Vietnam : les leçons chinoises

TOKYO – Dans les trente années qui ont suivi la seconde guerre mondiale, le Vietnam a été sous les feux de la rampe internationale. Ses victoires sur la France et les Etats-Unis furent les guerres déterminantes d’indépendance de l’ère post-coloniale. Mais depuis ces scènes immortelles d’hélicoptères de l’armée américaine survolant l’ambassade américaine abandonnée de Saigon en 1975, le Vietnam a globalement disparu de la conscience internationale.

Ce n’est plus le cas. La position stratégique du Vietnam –  en tant que voisin de la Chine, et parallèle aux grandes routes de navigation maritime de l’Asie – a toujours conféré une considérable importance à ce pays, ce qui peut en partie expliquer pourquoi ses guerres anticoloniales ont été si longues. Ces dernières années, cependant, l’importance stratégique du Vietnam s’est considérablement accrue, grâce à la formidable – mais pas toujours bien reconnue – évolution de ses performances économiques et des orientations de sa politique étrangère.

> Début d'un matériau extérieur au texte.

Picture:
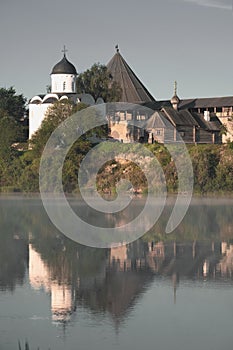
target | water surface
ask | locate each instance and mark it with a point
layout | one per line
(160, 292)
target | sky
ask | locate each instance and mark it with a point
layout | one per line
(190, 41)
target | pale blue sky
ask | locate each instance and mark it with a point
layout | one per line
(190, 41)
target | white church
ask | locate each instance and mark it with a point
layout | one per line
(63, 86)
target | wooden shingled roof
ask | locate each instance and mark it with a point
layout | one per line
(206, 102)
(133, 91)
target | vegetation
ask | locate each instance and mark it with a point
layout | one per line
(19, 166)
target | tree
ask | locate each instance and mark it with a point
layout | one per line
(11, 104)
(98, 82)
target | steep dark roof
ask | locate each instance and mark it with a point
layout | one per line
(64, 67)
(157, 120)
(133, 91)
(213, 125)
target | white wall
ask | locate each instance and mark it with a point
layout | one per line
(36, 116)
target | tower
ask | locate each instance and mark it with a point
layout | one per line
(63, 77)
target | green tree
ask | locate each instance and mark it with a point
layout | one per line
(12, 104)
(98, 82)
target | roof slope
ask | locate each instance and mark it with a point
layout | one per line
(157, 120)
(133, 91)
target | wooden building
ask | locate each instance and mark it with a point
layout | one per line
(194, 120)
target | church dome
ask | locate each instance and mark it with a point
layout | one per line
(64, 67)
(175, 99)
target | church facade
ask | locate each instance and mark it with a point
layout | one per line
(204, 120)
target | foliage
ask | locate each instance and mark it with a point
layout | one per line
(12, 104)
(97, 82)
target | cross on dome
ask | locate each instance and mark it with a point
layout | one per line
(64, 50)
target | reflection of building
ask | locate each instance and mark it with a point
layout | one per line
(39, 276)
(62, 295)
(62, 301)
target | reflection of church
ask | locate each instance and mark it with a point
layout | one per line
(197, 120)
(126, 273)
(62, 294)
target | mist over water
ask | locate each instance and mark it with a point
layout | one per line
(172, 290)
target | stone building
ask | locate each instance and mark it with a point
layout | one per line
(141, 117)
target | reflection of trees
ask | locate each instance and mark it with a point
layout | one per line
(13, 246)
(110, 281)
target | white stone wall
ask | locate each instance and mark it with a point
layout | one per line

Revigorée par deux décennies de croissance économique rapide et une large ouverture sur le monde extérieur, le Vietnam est aujourd’hui devenu un acteur majeur de la région en matière d’affaires économiques et de sécurité. En effet, le pays a joué un rôle essentiel dans la mise en place du nouvel ordre sécuritaire émergeant de l’Asie ces derniers mois.